Tuesday, February 25, 2020

“WHILE justice delayed may not always be justice denied, it usually means justice diminished.” So said the Supreme Court in October 2017.

While distinction made by the Supreme Court at the time bears no direct relevance to decisions made by the Court of Appeal last week, it’s difficult not to dwell on the significance of such legal sentiment in the wake of the lower court’s most recent rulings.

Court of Appeal President George Birmingham said that courts should not shy away from imposing the maximum sentence of five years when it comes to ‘high end’ cases of assault causing harm.

In making an observation into three separate sentences handed down in assault cases heard in Waterford, Mr Justice Birmingham (who sat with Justices John Edwards and Isobel Kennedy) said that “unduly lenient” sentences had initially been handed down.

In relation to the three cases brought before the Court of Appeal, Mr Justice Birmingham said that consideration ought to have been given for the headline sentence of five years’ imprisonment in each case.

Critically, he contended that the maximum sentence for Section 3 Assaults of the kind brought before his court last week ought to be considered as a starting point before any mitigating, sentence reducing factors, were taken into consideration.

Such a line of thought would certainly strike a chord with not only those prosecuting such cases, but for loved ones of an assault victim, the vast majority of whom are not fluent in legal verse. Indeed, it might also alleviate the confusion which many court reporters comment upon in the wake of certain sentencing matters.

The notion of how legal punishment, so to speak, fits the crime nowadays is a far cry from a time when more punitive options were available to the courts.

A straw poll in any town or village would surely return an overarching sentiment: that the rights of the victim are not being sufficiently honoured while those found guilty are simply not being fouled guilty enough.

As of September last, the number of Irish prison inmates (over 4,000) had risen by 11 per cent in two years, with the number of remand prisoners increasing by over 25 per cent, illustrating that more serious charges are being brought before our courts.

The proliferation of Class A drugs in practically every community in recent years has come with life-changing and life-ending consequences, as the appalling developments of late in Drogheda have chillingly demonstrated. Waterford and the South East is not immune to such a horrifying vista visiting us.

Taking the wider societal picture into account, that there are now almost 14,500 sworn members of An Garda Síochána in service, is evidently welcome.

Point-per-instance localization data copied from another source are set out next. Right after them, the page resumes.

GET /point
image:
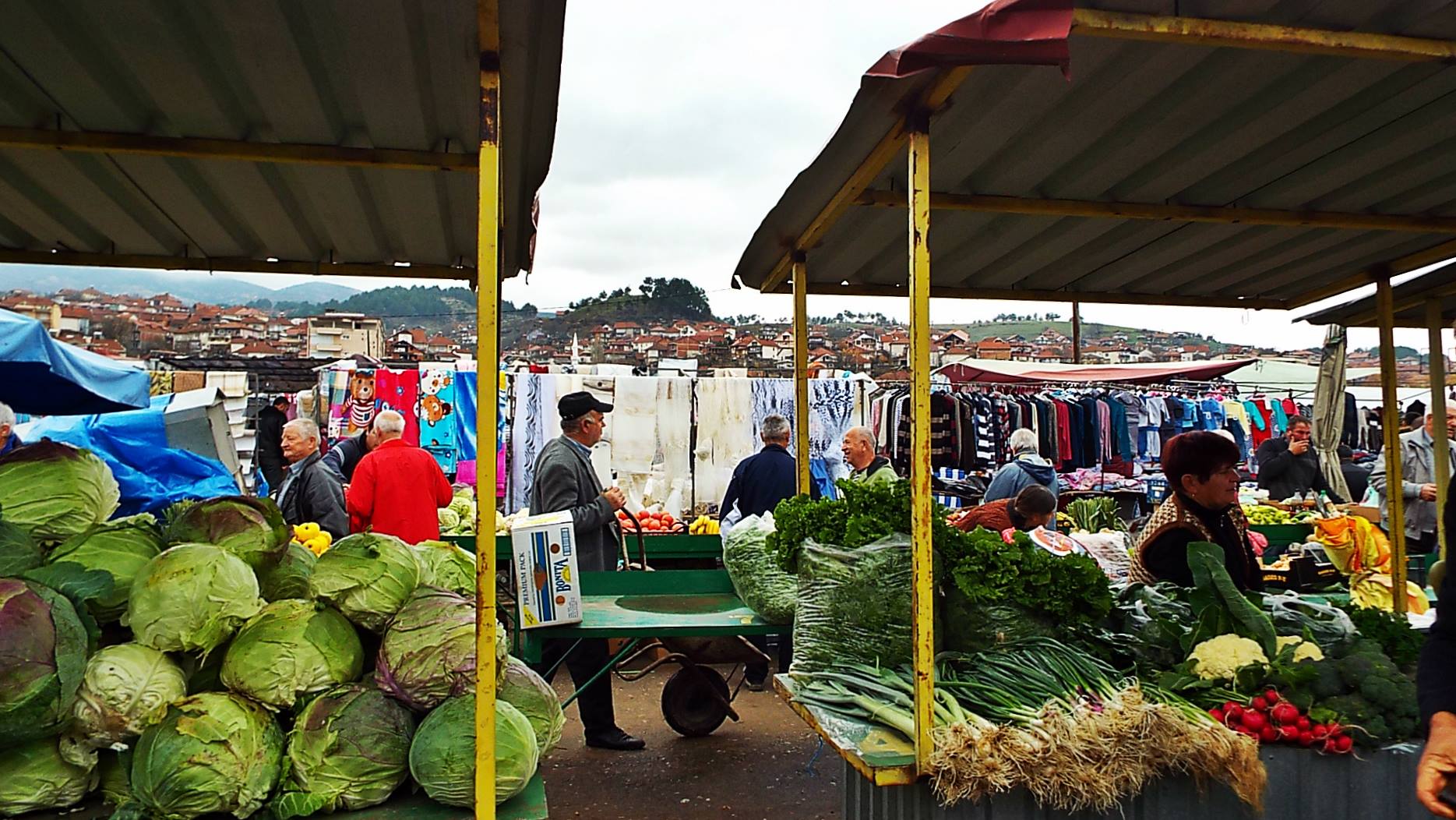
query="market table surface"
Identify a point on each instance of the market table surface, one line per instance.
(660, 605)
(881, 756)
(658, 546)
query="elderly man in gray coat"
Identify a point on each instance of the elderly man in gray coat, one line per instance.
(566, 481)
(1417, 486)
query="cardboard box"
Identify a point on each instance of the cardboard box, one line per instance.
(546, 580)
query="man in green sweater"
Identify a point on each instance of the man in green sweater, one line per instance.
(859, 454)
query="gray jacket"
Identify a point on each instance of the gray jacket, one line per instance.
(566, 481)
(313, 494)
(1417, 468)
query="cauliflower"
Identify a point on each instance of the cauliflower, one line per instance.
(1303, 650)
(1219, 659)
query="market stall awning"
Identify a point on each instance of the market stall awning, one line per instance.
(323, 137)
(1411, 303)
(1142, 373)
(1251, 155)
(43, 376)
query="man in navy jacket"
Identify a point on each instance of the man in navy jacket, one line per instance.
(759, 482)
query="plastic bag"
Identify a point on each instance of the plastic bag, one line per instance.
(854, 605)
(756, 576)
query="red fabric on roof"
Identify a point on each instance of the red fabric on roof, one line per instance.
(1091, 373)
(1021, 33)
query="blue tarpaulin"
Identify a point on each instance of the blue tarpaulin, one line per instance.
(43, 376)
(134, 446)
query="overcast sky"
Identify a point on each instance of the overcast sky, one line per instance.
(680, 124)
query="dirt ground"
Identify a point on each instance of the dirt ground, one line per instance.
(753, 769)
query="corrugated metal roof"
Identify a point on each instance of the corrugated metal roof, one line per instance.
(358, 73)
(1410, 300)
(1149, 122)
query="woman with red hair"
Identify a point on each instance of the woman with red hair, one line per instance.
(1201, 471)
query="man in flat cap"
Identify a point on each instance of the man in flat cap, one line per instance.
(566, 481)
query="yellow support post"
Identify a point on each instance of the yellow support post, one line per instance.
(801, 370)
(487, 355)
(1437, 369)
(1395, 501)
(918, 125)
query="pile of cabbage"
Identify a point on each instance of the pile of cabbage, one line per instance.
(199, 664)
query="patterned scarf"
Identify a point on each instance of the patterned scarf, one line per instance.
(1174, 514)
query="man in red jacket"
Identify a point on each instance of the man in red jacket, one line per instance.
(398, 487)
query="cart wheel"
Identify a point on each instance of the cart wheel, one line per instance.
(689, 705)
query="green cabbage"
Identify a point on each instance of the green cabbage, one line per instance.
(125, 689)
(290, 650)
(115, 776)
(249, 528)
(33, 776)
(367, 577)
(288, 578)
(211, 753)
(18, 551)
(446, 565)
(191, 598)
(449, 519)
(536, 699)
(55, 491)
(118, 548)
(755, 571)
(348, 751)
(43, 657)
(428, 650)
(442, 758)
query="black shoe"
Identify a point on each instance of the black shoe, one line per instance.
(616, 740)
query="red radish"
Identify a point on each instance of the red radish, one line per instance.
(1285, 712)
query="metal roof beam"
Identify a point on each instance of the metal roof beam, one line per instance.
(233, 266)
(1167, 213)
(1171, 300)
(1231, 34)
(242, 150)
(859, 179)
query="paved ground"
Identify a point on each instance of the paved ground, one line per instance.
(755, 769)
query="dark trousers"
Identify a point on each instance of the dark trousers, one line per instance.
(759, 672)
(590, 657)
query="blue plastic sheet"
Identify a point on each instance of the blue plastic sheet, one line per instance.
(134, 444)
(40, 375)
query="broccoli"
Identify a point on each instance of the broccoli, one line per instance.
(1373, 698)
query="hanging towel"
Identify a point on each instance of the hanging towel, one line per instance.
(400, 391)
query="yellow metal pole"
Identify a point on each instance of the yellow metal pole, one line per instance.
(487, 355)
(921, 504)
(1394, 478)
(1437, 369)
(801, 370)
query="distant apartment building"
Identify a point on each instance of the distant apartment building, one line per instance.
(340, 335)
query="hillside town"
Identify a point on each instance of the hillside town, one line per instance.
(162, 328)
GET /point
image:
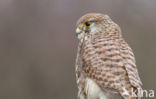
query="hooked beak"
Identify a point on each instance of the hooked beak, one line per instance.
(78, 30)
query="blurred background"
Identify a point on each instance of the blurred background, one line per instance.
(38, 45)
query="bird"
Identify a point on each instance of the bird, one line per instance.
(105, 64)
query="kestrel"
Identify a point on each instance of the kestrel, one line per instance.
(105, 64)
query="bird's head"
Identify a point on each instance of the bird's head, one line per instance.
(93, 23)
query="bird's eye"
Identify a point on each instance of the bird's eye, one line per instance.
(87, 24)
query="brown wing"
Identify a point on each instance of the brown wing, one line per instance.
(105, 61)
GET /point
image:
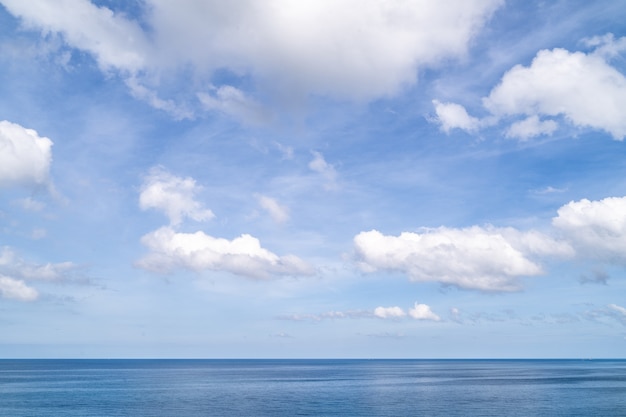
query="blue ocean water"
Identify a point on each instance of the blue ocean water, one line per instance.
(188, 388)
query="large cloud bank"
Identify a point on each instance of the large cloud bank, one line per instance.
(495, 259)
(348, 49)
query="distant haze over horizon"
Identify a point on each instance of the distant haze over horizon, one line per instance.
(312, 179)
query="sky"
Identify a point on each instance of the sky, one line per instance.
(312, 179)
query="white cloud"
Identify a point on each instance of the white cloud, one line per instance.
(173, 195)
(198, 251)
(13, 265)
(582, 87)
(279, 213)
(531, 127)
(618, 309)
(113, 40)
(454, 116)
(350, 49)
(234, 102)
(25, 157)
(423, 312)
(16, 289)
(326, 170)
(389, 312)
(597, 229)
(487, 259)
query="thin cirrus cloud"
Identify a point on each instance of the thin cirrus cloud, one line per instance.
(173, 195)
(582, 88)
(355, 49)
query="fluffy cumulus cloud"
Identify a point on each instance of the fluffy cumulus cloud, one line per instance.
(349, 49)
(454, 116)
(389, 312)
(597, 229)
(25, 157)
(173, 195)
(198, 251)
(486, 259)
(417, 312)
(423, 312)
(16, 274)
(583, 88)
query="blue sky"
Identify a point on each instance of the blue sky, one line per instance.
(312, 178)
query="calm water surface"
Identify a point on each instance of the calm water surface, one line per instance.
(189, 388)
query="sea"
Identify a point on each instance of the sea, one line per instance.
(355, 387)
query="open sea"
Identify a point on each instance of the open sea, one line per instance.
(189, 388)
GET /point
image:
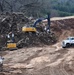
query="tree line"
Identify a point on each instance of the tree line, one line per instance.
(38, 8)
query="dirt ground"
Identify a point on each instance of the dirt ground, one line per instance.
(48, 60)
(44, 60)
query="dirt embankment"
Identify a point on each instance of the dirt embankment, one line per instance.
(46, 60)
(63, 28)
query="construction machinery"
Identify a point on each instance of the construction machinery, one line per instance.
(11, 44)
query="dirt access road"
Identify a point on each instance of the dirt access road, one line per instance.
(47, 60)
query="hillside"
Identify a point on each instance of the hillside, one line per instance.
(45, 60)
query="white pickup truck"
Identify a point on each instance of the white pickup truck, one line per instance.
(68, 42)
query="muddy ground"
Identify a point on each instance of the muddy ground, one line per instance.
(47, 60)
(44, 60)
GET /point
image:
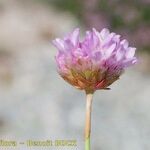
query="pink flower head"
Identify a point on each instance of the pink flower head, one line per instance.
(94, 63)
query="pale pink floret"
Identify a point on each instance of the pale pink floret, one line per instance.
(96, 61)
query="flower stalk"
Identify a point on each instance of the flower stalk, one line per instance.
(89, 99)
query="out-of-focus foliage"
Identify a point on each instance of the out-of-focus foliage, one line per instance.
(130, 18)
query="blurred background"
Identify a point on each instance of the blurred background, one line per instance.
(35, 103)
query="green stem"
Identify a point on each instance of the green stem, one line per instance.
(87, 143)
(89, 96)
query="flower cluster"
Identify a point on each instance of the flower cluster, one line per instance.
(96, 61)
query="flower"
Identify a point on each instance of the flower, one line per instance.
(96, 61)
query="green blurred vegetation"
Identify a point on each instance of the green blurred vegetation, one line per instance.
(133, 16)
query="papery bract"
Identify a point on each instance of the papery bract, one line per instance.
(94, 63)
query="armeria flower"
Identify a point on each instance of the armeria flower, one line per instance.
(94, 63)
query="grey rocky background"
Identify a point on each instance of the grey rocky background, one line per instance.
(35, 103)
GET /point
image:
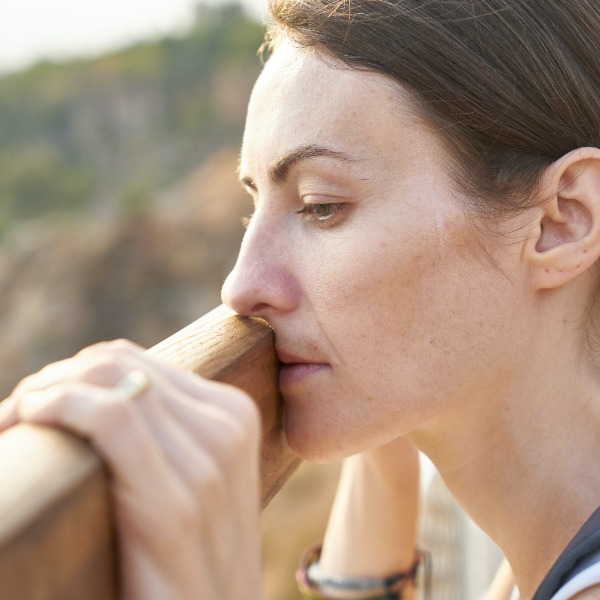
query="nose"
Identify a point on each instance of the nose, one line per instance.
(262, 283)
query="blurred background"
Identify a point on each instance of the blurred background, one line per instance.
(120, 213)
(120, 210)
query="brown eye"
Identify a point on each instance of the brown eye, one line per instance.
(322, 213)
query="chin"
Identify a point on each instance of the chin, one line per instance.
(314, 444)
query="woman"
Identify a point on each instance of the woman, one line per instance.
(426, 181)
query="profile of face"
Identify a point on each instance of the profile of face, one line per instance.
(391, 310)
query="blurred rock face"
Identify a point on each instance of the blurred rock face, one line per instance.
(66, 285)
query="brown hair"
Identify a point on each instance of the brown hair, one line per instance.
(511, 85)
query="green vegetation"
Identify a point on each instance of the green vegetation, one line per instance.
(105, 134)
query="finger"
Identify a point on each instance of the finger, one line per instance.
(8, 414)
(98, 364)
(114, 427)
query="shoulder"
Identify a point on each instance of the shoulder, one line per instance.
(592, 593)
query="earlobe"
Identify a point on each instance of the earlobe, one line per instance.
(566, 239)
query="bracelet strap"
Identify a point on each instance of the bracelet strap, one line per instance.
(314, 585)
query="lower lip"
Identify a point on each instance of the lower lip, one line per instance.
(294, 373)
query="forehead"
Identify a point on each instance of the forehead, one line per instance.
(304, 98)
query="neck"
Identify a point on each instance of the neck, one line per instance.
(518, 471)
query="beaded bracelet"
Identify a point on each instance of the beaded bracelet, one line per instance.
(315, 586)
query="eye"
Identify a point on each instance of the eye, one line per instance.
(323, 213)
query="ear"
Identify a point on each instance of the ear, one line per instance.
(565, 240)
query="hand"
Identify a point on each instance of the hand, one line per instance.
(183, 458)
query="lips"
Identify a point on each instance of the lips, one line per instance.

The graft of officers and Detectives in bringing some of our most problematic citizens to court attention is work undertaken for the benefit of all. That arresting officers share the bewilderment expressed by the general public following the issuing of certain sentences should come as no surprise either.

Most of us will never darken the door of a court chamber. Nonetheless, the work of all bodies charged with upholding the law and administering justice is something we should all be invested in. The Court of Appeal did the State some service last week. It’s work that we should all be thankful for.